In addition the router also provides:

\- Parsing of query strings in the router (React-Router does not do that) \-
Explicit loading states \- Asynchronous routing

Whereas React-Router + React provides:

\- A router \- A view layer

I also don't understand your complaint about PWAs and bundle size. Aren't PWAs
supposed to fully cache _all_ the Javascript after the first load so bundle
size should be less important? And the competition to a PWA is a downloadable
mobile app that's often many dozens of megabytes.

------
snewcomer24
Really excited to see what v4.0 brings!! Lots of hard work in the making.

------
izelnakri
I wrote this before, I'm writing this here again:

Ember is a complete frontend/SPA framework. 2 key advantages Ember.js has over
other SPA solutions are server-side rendering and advanced acceptance/end-to-
end testing.

\- You can do server side rendering with other frameworks however it is
significantly easier and better to do it with Ember.js due to the way ember
routing model and ember-data works. You can do acceptance testing with other
tech stacks however they cannot be as fast as the usual ember acceptance
testing stack + ember mirage. Mirage mocks your backend and introduces an in-
memory ORM thus your tests wont ever need to hit your backend or the database,
I wrote a better mirage alternative as mirage do have issues outside the
context of this topic. Backend mocking comes with 3 major advantages and 1
major disadvantage:

Advantage 1: Your tests will be extermely fast(a speed cypress cannot compete
with). Ember test suite knows exactly when your app starts, it can listen to
the next visit, next Ember loop in the Run loop for async functions and
execute immediately without timers. These are well defined and documented in
the framework.

Advantage 2: Most web backends are not built on JavaScript, however current
trend is to write acceptance tests in JS/node.js due to the all available
ecosystem support in a certain SPA framework/library. Since your backend logic
is most probably written in another language you cannot access the backend
data in your frontend tests. Ember mirage replaces your backend thus you can
access your backend data on acceptance tests for higher test quality. If your
backend is written in node.js you can require your models and query them
inside the tests thus not much there wont advantage here. For the majority of
backends you will have to write your own hacky tool to query your backend if
you want higher quality testing. Or you have to write your acceptance tests in
your backend language which will be no doubt slower than ember tests +
headless browsers that have JS API support.
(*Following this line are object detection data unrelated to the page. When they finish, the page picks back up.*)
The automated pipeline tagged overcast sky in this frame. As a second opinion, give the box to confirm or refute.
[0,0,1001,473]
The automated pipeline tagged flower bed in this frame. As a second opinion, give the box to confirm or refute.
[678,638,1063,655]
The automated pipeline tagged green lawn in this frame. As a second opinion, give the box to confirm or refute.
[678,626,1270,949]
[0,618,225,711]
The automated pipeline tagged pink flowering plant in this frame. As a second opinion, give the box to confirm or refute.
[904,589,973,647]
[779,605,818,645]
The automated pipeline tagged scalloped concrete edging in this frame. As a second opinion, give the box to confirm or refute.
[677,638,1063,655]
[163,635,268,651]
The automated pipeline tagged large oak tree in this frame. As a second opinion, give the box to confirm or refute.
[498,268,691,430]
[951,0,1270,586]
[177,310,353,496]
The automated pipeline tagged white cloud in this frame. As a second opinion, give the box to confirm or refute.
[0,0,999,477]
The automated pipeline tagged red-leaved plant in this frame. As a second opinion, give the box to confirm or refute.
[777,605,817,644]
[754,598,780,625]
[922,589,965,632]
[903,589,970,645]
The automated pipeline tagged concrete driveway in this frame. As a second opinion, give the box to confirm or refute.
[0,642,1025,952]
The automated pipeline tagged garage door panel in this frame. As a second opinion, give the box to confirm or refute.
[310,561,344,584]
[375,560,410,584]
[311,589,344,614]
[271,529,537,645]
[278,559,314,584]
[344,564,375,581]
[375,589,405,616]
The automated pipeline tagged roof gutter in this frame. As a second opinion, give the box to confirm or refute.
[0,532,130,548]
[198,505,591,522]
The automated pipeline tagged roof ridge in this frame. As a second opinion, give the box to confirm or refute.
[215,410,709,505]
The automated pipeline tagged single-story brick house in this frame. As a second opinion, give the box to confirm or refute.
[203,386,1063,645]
Advantage 3: You can develop very complex frontend demo applications on the
development mode with Ember mirage without a backend. There is a productivity
advantage when your frontend developers are not backend developers/not
familiar with your backend stack. You can source your backend API responses as
Ember mirage fixtures thus eliminate the need for data preparation/model
generations with factories for each frontend tests. Also you can easily create
demo deployments for client meetings.

Disadvantage: - Sometimes you need to write your backend logic in Ember mirage
routes. Ember mirage is still an alpha software and all these add up to the
learning curve.

Ember.js has lots of potential and a mature ecosystem.